Proof that .99999… is NOT equal to 1

Several years ago, while traveling with co-workers, the subject of .99999… ( that’s .9 with a bar over it, or .9 repeating infinitely ) being equal to 1 came up. While the assertion initially sounds absurd, a quick search on the internet will turn up a plethora of “proofs” and explanations why such an assertion is true. It seems that .99999… really does = 1. That is, at least, until one applies true analytical rigor to the proofs and finds that they are all fallacious.

It’s difficult to prove that everyone else ( including experts in the field ) is wrong and that some amateur with an argumentative streak ( me ) is right. And it should be. As the individual with a contrary viewpoint, the burden of proof should lie on me. To prove that .99999… is not equal to 1, I will first dismantle the common “proofs” that .99999… = 1. Then, because disproving something does not automatically make the alternately proposed answer true, I will prove my own assertion, that .99999… != 1.

Everyone agrees that 1/3 = .33333…

One of the most simplistic arguments that .99999… = 1 is that 1/3 = .33333… and if you multiply both by 3, you get the answer that 3/3 = .99999… Since 3/3 is obviously 1, .99999… must therefore also = 1. The problem here is, 1/3 is not perfectly equal to .33333… Even my early-school math teachers knew that fact. When first learning how to convert fractions to decimals, or decimals to fractions, we are told that .33333… is the “best approximation possible” for 1/3, not that they are actually equal numbers. Don’t believe me? Try to convert .33333… into 1/3. You can create 3/10, 33/100, 333/1000, 3333/10000, etc … but you can never create 1/3. In order for two numbers to be exactly equal to each other, you must be able to convert its visual representation both ways.

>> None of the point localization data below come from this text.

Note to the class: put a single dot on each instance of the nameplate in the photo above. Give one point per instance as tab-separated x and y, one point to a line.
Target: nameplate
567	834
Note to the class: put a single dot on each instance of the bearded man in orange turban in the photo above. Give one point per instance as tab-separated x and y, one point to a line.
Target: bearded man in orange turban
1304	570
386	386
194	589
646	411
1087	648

The truth is, .33333… is just a ‘lazy’ approximation of 1/3. The two numbers are not actually equal.

If x = .99999…, then 10x = 9.99999… and 9x = 9, so x = 1

This proof of 10x -x is especially insidious, as it is a simple case of algebraic trickery. The trick behind this proof is that the troublesome part of the number, the infinitely repeating part, is simply removed by subtraction. We have extracted a finite portion of an infinitely repeating number through multiplication and algebraic trickery.

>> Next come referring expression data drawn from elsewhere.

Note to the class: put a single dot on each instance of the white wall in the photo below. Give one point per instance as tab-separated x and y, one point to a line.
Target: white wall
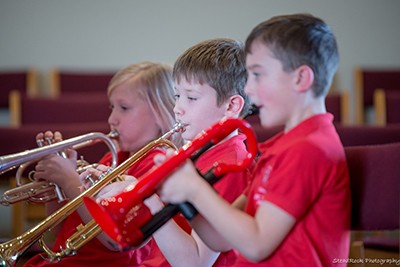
106	34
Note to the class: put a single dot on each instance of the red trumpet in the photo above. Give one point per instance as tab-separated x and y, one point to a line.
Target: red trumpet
129	222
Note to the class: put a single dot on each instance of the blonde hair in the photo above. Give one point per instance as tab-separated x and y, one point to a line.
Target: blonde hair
153	81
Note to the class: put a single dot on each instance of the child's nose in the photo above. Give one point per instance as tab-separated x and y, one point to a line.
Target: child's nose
178	110
112	119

Because the refutation of this proof can be somewhat abstract and esoteric, let me approach it from a different angle. Show to me any finite representation of .99999… in which that number subtracted from 1 gives a non-zero answer. If you say to me that we cannot take a finite representation of an infinite number, then you have disproven 10x -x because it is therefore impossible to “resolve” a multiplication of x into 10x, because an infinite number cannot be finitely represented. The notation of 10x = 9.999… is inherently flawed. Let me show it mathematically:

The problem in this equation is that it assumes that there is no method by which an infinitesimally small value can be represented. Therefore, that infinitesimally small number ( the difference between that 0 at the ‘end of infinity’ in 10x and the 9 that would subtract from it in x ) is simply canceled and ignored through hand-waving and the statement that the problematic zero would never occur because infinity never ends.

( Note: This explanation has been updated and made more rigorous thanks to a reply I received that challenged me to come up with a better refutation of the formula. Thank you. )

The smallest number that cannot be exceeded by any value in an infinite geometric series is, by definition, the sum of that series

An infinite geometric series is the sum of an infinite geometric sequence. An infinite geometric sequence is a sequence of numbers in which the ratio between consecutive terms is constant. In other words, { 2, 4, 8, 16, 32 … } is an infinite geometric sequence because each number is 2x the previous number. Similarly, 9/10 + 9/100 + 9/1000 + 9/10000 is a geometric series ( the sum of a geometric sequence ). And, of course, this geometric series is .99999… So what is the smallest number that cannot be exceeded by any value in this geometric series? The answer given by those proving that .99999… = 1 is, well, 1.

But why isn’t the number .99999…? .99999… certainly never exceeds .99999…, and that is the limit of the definition. Saying that the number must be 1 is an acceptance of ‘rounding’ the sum at a certain limit. In fact, some arguments directly acknowledge that .99999… = 1 by virtue that eventually, at some limit, the difference between the two numbers is so infinitesimally small that it does not matter. Essentially, there is an inherent admittance that the two numbers are not actually the same, but that they are so close together that they may as well be the same.